Convengamos entonces que buscar conocernos es un camino lleno de engaños, por la tendencia a protegernos y porque eso de amar lo que nos hace sufrir, no es un chiste, además lo decimos: “Yo siempre he sido así”, y con cierto orgullo. Y ¡ay! de aquel que se atreva a poner, no el dedo, sino la palabra donde más nos duele, inmediatamente será sacado del círculo de nuestros afectos porque como se dice: “Yo hablo mal de mí pero no me gusta que me ayuden”. Para evitar la ayuda nos alejamos de los que son sospechosos de no acordar con nosotros y nos acercamos a los que, no sólo no nos dicen lo que deberíamos oír, sino que nos apoyan en la equivocación y especialmente nos compadecen.

Y lo hacemos porque desconocemos que no hay nada que haga más estragos que ese sentimiento que incluye cierta lástima.

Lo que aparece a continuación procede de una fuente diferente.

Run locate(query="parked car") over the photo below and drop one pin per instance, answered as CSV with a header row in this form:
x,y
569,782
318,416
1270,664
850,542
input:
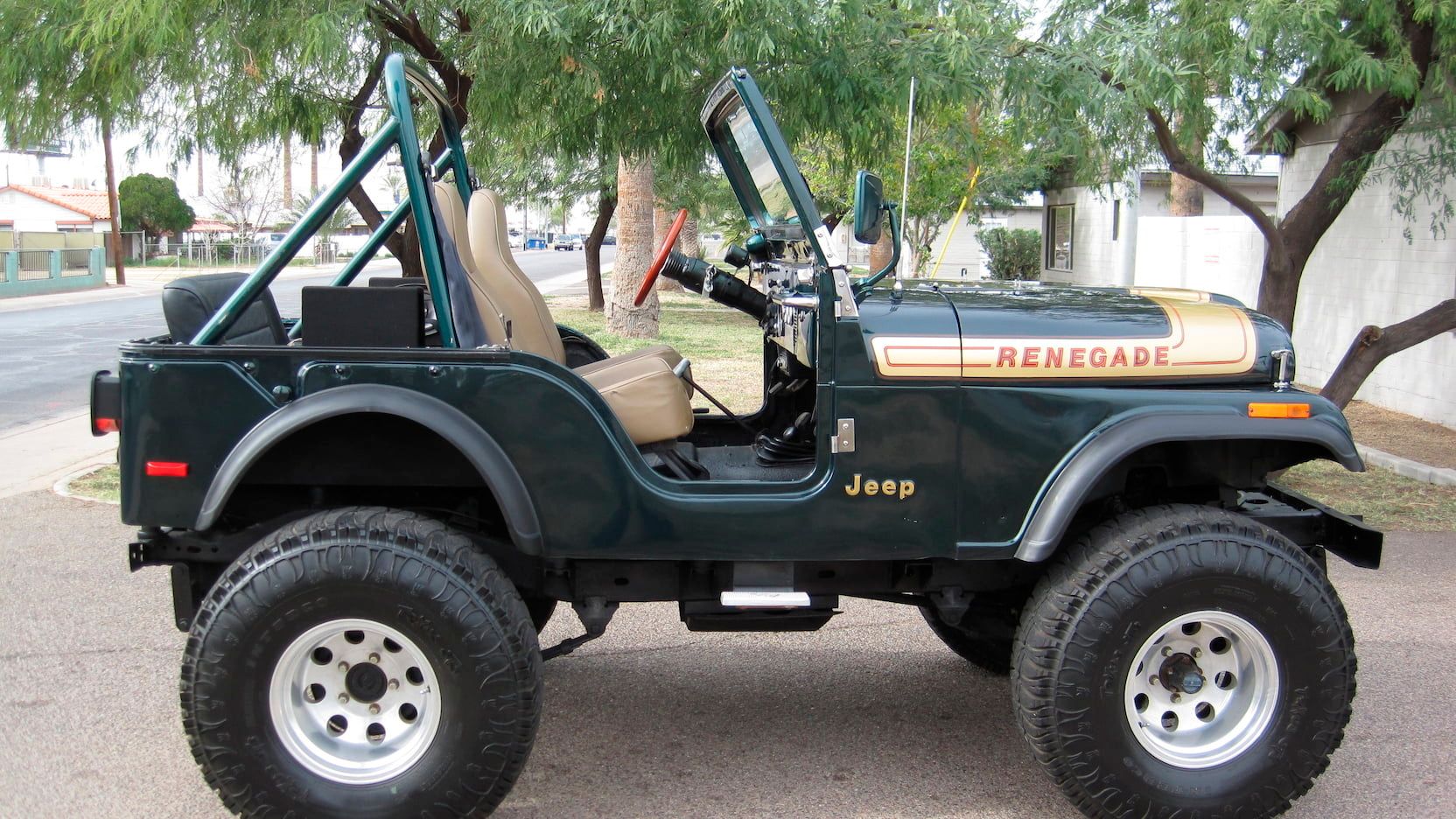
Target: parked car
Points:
x,y
1076,487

Tener consideración con el semejante y con nosotros mismos, nos hace generosos, pero cuando toma otro cariz y en lo que sucede no se incluye al que se queja, porque se lo exonera de toda responsabilidad, la única salida que le queda es la autocompasión y la repetición, pues al no tener nada que ver en el asunto nunca encontrará salidas al problema.

Pensamos que a nadie le gusta que le tengan lástima, por eso cuando nos vemos enfrentados a situaciones que nos llevan a sentirla, desviamos la mirada para que el afectado no la vea en nuestros ojos. Sin embargo, encontramos una forma muy particular de proceder, que no es escasa, en las que esas situaciones algunos las convierten en una forma de vida, por lo cual hay una reflexión que debemos encarar, un tema espinoso porque roza cierta forma de pensar en la cual se cree que sentir pesar lo hace a uno más bondadoso, sin darnos cuenta que verdaderamente lo somos cuando podemos reconocer en el otro la dignidad que merece, ayudándolo a entender que ningún sufrimiento nos debe disminuir y menos ser utilizado para tapar lo que no queremos ver.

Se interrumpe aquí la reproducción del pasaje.